Institutions have net bought S$481.3m in Singapore stocks during the first seven sessions of October, coinciding with gains in key indices. The Straits Times Index (STI) rose by 3.3%, whilst the FTSE ST Mid Cap & Small Cap Index and FTSE ST Fledgling Index increased by 1.9% and 3.1% respectively. This surge in institutional buying highlights a strong start to the month for the Singapore stock market.
Among the 250-plus Singapore-listed stocks with market capitalisations exceeding S$100 million, Marco Polo Marine, Frencken, InnoTek, Wee Hur, and SATS experienced the highest net institutional buying relative to their market cap. Notably, nearly half of the top 50 stocks by net institutional buying-to-current cap ratio were from the Technology and Industrials sectors.

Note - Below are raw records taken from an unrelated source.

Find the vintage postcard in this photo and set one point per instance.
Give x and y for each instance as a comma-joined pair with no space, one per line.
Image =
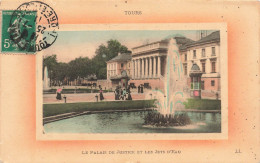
129,81
123,81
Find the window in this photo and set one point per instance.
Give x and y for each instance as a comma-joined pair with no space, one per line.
202,84
213,67
203,65
203,54
212,82
185,69
213,51
194,54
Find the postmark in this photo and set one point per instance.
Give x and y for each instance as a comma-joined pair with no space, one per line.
30,34
18,35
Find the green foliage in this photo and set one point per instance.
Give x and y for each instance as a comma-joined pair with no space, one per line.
203,104
83,66
56,109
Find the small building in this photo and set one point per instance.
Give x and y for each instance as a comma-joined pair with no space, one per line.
119,69
206,54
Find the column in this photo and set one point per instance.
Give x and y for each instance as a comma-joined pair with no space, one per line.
139,68
136,68
150,67
146,67
159,66
133,69
154,67
142,67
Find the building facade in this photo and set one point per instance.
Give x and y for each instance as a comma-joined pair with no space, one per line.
206,54
147,63
119,69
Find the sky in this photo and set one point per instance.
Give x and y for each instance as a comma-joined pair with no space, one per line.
73,44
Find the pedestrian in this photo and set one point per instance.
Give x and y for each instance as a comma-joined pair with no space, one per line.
128,93
58,97
101,97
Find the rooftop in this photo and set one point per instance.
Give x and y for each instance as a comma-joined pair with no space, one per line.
121,58
214,36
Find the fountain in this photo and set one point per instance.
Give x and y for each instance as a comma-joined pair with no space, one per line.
46,79
172,97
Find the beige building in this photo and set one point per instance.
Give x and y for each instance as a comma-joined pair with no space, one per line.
206,54
118,68
149,62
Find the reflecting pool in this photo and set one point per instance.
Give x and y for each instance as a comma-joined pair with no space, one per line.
133,122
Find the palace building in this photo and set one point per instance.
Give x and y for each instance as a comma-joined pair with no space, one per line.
119,69
147,63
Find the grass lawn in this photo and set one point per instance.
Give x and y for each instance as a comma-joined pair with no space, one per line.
203,104
55,109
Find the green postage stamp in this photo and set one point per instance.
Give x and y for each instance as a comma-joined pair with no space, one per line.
18,31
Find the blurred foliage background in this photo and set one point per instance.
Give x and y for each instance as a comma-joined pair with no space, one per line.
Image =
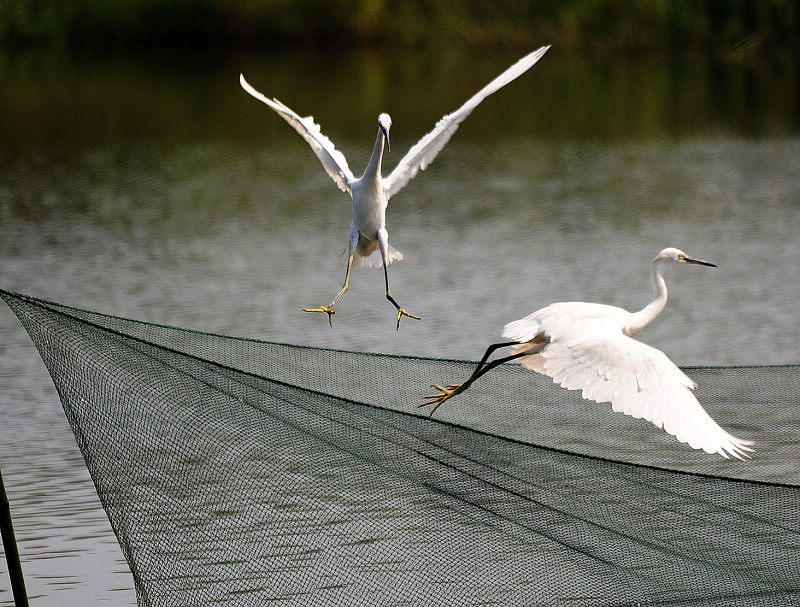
723,28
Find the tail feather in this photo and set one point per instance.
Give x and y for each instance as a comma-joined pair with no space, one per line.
374,260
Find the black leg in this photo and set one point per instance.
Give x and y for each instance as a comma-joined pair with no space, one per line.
482,368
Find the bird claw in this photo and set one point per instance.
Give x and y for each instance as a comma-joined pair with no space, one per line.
329,311
401,312
445,392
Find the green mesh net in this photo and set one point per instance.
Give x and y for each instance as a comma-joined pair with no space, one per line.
243,472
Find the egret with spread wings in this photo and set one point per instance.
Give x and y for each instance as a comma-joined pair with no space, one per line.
589,347
371,192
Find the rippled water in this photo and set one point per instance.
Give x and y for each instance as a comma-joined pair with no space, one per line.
155,188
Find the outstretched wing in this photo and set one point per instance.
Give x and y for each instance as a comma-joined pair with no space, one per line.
426,149
640,381
332,160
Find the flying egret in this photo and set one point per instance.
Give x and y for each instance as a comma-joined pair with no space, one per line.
371,192
588,347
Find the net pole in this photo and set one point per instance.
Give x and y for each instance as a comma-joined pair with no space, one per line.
10,547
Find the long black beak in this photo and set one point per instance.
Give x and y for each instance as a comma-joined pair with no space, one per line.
699,262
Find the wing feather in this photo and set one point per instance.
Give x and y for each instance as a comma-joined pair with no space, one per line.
426,149
333,161
639,381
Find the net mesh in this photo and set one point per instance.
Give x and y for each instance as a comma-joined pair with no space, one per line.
242,472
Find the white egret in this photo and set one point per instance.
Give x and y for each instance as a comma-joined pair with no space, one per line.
371,192
588,347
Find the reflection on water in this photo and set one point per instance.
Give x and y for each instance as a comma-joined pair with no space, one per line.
155,188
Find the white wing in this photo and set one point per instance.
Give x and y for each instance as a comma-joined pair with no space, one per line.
332,160
636,379
426,149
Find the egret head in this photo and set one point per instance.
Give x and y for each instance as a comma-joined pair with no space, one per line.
678,256
385,123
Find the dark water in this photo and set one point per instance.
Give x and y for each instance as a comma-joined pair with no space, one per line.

The FTSE Asia Pacific Index also saw a gain of 2.6% in early October, although momentum has slowed due to a softer 2026 global trade outlook and renewed US inflation risks. Despite these challenges, the Singapore stock market has maintained a positive trajectory with significant institutional inflows.
Marco Polo Marine and Frencken Group emerged as standout performers, each representing the Industrials and Technology sectors, respectively. Marco Polo Marine reported stable profitability in its recent business update, whilst Frencken Group remains focused on sustainable expansion through strategic investments.
Overall, the Singapore stock market’s performance in early October reflects robust institutional interest, particularly in the Technology and Industrials sectors, setting a positive tone for the remainder of the month.